M. Wilders et son Parti de la liberté ont gagné 10 sièges de plus, devenant la troisième force politique du pays derrière les Libéraux et les Travaillistes avec 24 sièges, ce qui révèle les inquiétudes du pays au regard des questions d'immigration et de politique étrangère.
Plus de sécurité, moins de crimes, moins d'immigration, moins d'Islam – c'est ce qu'ont choisi les Pays-Bas, a déclaré M. Wilders.
Baisser les dépenses budgétaires
Ce sont les Libéraux qui ont appelé aux plus importantes réductions des dépenses, à hauteur de 39 milliards d'euros sur la prochaine décennie, mais ils vont devoir faire des concessions s'ils veulent parvenir à former une coalition.

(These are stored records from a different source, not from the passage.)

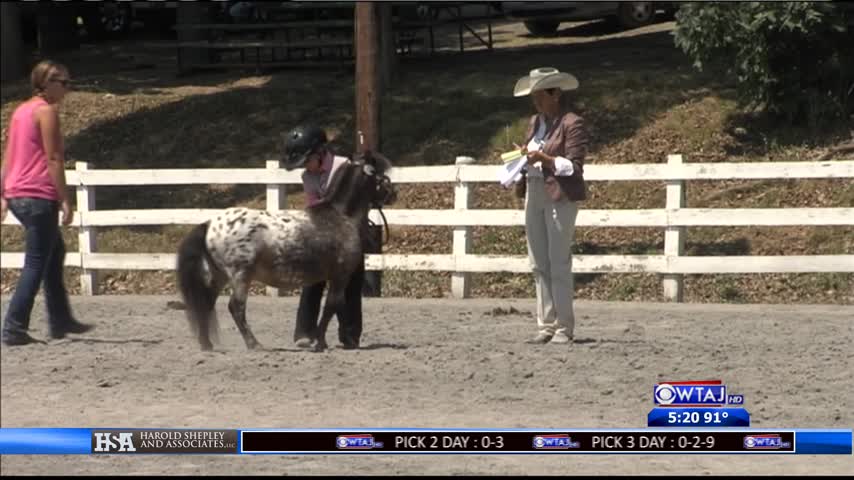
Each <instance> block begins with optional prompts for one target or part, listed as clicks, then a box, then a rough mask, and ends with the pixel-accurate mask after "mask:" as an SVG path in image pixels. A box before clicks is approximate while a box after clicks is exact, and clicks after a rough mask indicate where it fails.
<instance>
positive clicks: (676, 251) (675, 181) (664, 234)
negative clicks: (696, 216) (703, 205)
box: [661, 155, 685, 302]
mask: <svg viewBox="0 0 854 480" xmlns="http://www.w3.org/2000/svg"><path fill="white" fill-rule="evenodd" d="M667 165H668V166H672V165H682V155H668V156H667ZM684 207H685V181H684V180H668V181H667V203H666V205H665V208H666V209H667V210H668V212H669V211H672V210H678V209H680V208H684ZM668 217H669V215H668ZM684 250H685V227H671V226H668V227H666V230H665V232H664V255H665V257H666V258H668V259H669V258H670V257H678V256H680V255H682V254H683V253H684ZM668 264H669V261H668ZM683 280H684V276H683V275H682V274H673V273H667V274H664V275H663V277H662V281H661V284H662V287H663V288H664V298H666V299H667V300H670V301H672V302H681V301H682V296H683Z"/></svg>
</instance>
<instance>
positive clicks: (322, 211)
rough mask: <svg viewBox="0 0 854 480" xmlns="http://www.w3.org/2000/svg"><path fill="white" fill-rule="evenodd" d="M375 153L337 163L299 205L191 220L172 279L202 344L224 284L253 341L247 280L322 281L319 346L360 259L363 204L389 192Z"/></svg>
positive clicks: (235, 322)
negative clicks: (328, 188) (328, 192)
mask: <svg viewBox="0 0 854 480" xmlns="http://www.w3.org/2000/svg"><path fill="white" fill-rule="evenodd" d="M390 168H391V163H390V162H389V161H388V159H386V158H385V157H383V156H381V155H367V156H366V157H365V158H364V159H363V160H358V161H353V162H348V163H346V164H344V165H342V166H341V167H340V168H339V169H338V171H337V173H336V174H335V177H334V178H333V179H332V183H331V185H330V186H329V189H328V192H329V193H328V194H327V196H326V198H325V199H324V200H323V201H322V202H320V203H319V204H317V205H314V206H312V207H309V208H307V209H306V210H305V211H301V212H290V213H288V212H276V213H272V212H267V211H264V210H253V209H249V208H229V209H227V210H225V211H224V212H222V213H221V214H220V215H219V216H217V217H216V218H214V219H213V220H210V221H207V222H205V223H202V224H200V225H198V226H196V227H195V228H194V229H193V230H192V231H191V232H190V233H189V235H188V236H187V237H186V238H185V239H184V240H183V241H182V243H181V245H180V247H179V249H178V262H177V264H178V265H177V270H178V286H179V290H180V293H181V296H182V297H183V300H184V303H185V305H186V313H187V319H188V320H189V323H190V328H191V330H192V331H193V333H194V334H195V335H196V336H197V337H198V341H199V345H200V347H201V349H202V350H211V349H212V348H213V343H212V341H211V340H212V338H213V340H214V341H216V340H217V329H218V327H217V320H216V311H215V309H214V305H215V304H216V300H217V296H218V295H219V292H220V291H221V290H222V289H223V288H224V287H225V286H226V285H230V286H231V289H232V293H231V298H230V299H229V302H228V311H229V312H230V313H231V316H232V317H233V318H234V323H235V324H236V325H237V328H238V330H240V334H241V335H242V336H243V340H244V342H246V347H247V348H249V349H254V348H258V347H260V344H259V343H258V340H256V339H255V336H254V335H253V334H252V330H250V328H249V324H248V323H247V321H246V299H247V297H248V294H249V285H250V283H251V282H252V281H253V280H257V281H259V282H262V283H265V284H267V285H270V286H273V287H278V288H287V289H290V288H295V287H300V286H305V285H312V284H315V283H318V282H321V281H327V282H328V286H329V289H328V293H327V297H326V303H325V304H324V307H323V313H322V315H321V320H320V325H319V329H318V338H317V340H316V343H315V351H323V350H324V349H326V348H327V344H326V329H327V326H328V325H329V321H330V319H331V317H332V315H334V314H336V313H337V312H338V310H339V309H340V308H343V306H344V291H345V288H346V286H347V283H348V281H349V279H350V276H351V274H352V273H353V272H354V271H355V269H356V268H357V266H358V264H359V262H360V261H361V259H360V256H361V255H363V253H362V240H361V235H362V232H361V226H362V225H364V223H365V221H366V219H367V215H368V212H369V210H370V209H371V208H381V207H382V206H383V205H387V204H390V203H393V202H394V201H395V199H396V197H397V195H396V191H395V189H394V186H393V185H392V183H391V181H390V179H389V177H388V176H387V172H388V170H389V169H390Z"/></svg>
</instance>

Les Pays-Bas peuvent sortir plus forts de la crise en prenant des mesures sur le champ, a affirmé aux journalistes M. Rutte, 43 ans, ancien responsable des ressources humaines chez Unilever, le géant néerlando-britannique des biens de consommation.
Le Labour, dirigé par l'ancien maire d'Amsterdam Job Cohen, pourrait selon toute vraisemblance rejoindre les Libéraux dans une coalition, mais son statut de second parti devrait lui permettre de demander des concessions.
Bien que les circonstances soient difficiles, nous prendrons encore une fois nos responsabilités pour nous assurer que le pays continue sur la voie du social, a déclaré M. Cohen.
Marcel Boogers, professeur de sciences politiques à l'Université de Tilburg, a affirmé qu'une combinaison droite-gauche – parfois qualifiée de coalition violette – était une issue possible.
Cela pourrait être une coalition viable, a déclaré M. Boogers.
Bien que la cinquième économie de la zone euro bénéficie de l'un des taux d'endettement les plus importants, ses coûts d'emprunt ont augmenté par rapport à sa capacité à rembourser ses prêts.
Les investisseurs sont mal à l'aise et la course à des dettes plus saines a augmenté la marge entre les obligations néerlandaises et leur point de référence allemand de 40 points de base, en hausse de 15 à 20 points il y a une semaine et de seulement 7 points en mars.
Reléguant des décennies de politiques fiscales strictes, le gouvernement a pris le contrôle de la plus importante banque du pays, ABN AMRO, dépensant 26 milliards d'euros pour la remettre à flot, après que Fortis, son propriétaire, ait été au bord de la faillite.
Le gouvernement a dépensé encore plus d'argent pour soutenir l'économie, offrir des réductions d'impôts et soutenir d'autres groupes financiers, alourdissant les inquiétudes des investisseurs concernant ses finances.
(EURACTIV avec Reuters. Article traduit de l'anglais par EURACTIV.)